Cierra esta “Trilogía de la Espada” Sword Devil -剣鬼, 1965-, que al igual que Destiny’s Son adapta una novela de Renzaburo Shibata.
La cinta comienza poniéndonos en contexto. La señora del feudo está enferma y solo permanece a su lado una de sus sirvientas. Esta sirvienta tiene un hijo sin padre y muere cuando él tan solo es un bebé, pero la señora ha dejado en su testamento que el hijo sea cuidado y no muera. El bebé es dado en adopción a un samurái de la más baja clase y al crecer debe suportar estoicamente los rumores y burlas de todo el clan de que es hijo de un perro. Ichikawa da vida a Hanpei, joven alegre amante de las flores que vive una vida sencilla cultivando el jardín del señor del clan pero esconde una gran habilidad de aprendizaje. Un día, tan solo viendo a un espadachín errante aprende esgrima y su vida cambiará radicalmente.
Es muy interesante el paralelismo entre las dos adaptaciones de Renzaburo Shibata.
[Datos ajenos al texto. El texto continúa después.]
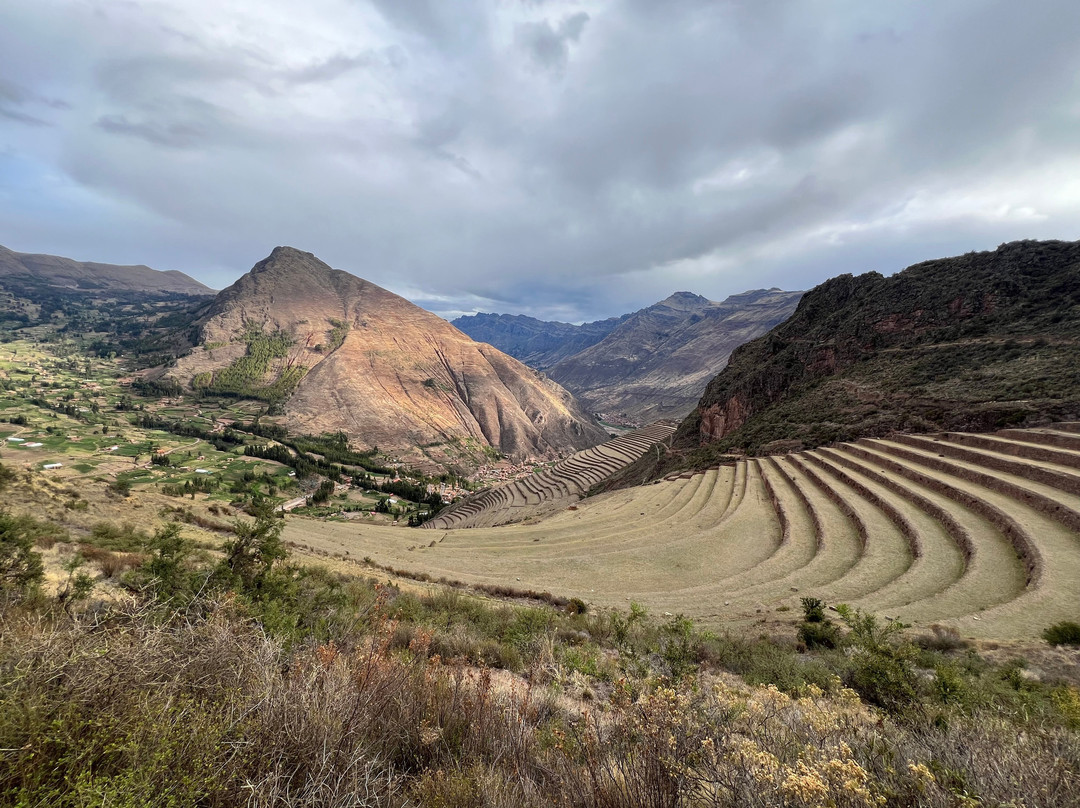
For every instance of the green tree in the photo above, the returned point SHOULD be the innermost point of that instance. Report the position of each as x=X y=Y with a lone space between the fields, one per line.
x=250 y=559
x=166 y=567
Ambos jóvenes nacen bajo mala estrella pero se sobreponen a su destino con jovialidad o buen hacer. Pero la espada, finalmente, es una maldición que los conducirá a un destino trágico. Sword Devil se impregna, además, de una especie de aire cómico, un humor que realza aún más la futilidad del camino de la espada. Hanpei es capaz de correr más que un caballo, haciendo honor a las burlas de que es “hijo de un perro”. Además, se convierte en un asesino implacable sin hacer preguntas, lo que le traerá múltiples desgracias debido a los juegos de poder del clan, y llega a matar a un gran grupo de espadachines con su esgrima, aprendida tan solo observando a un viejo ronin que lo instruye con la frase “Solo desenvaina, corta y envaina. Eso es todo”.
Hanpei sufre debido a su fascinación por la espada una vez que aprende a manejarla. Shingo, en Destiny’s Son, no pude cambiar el destino de los que le redoran a pesar de su enorme habilidad en esgrima. ¿Qué sentido tiene entonces?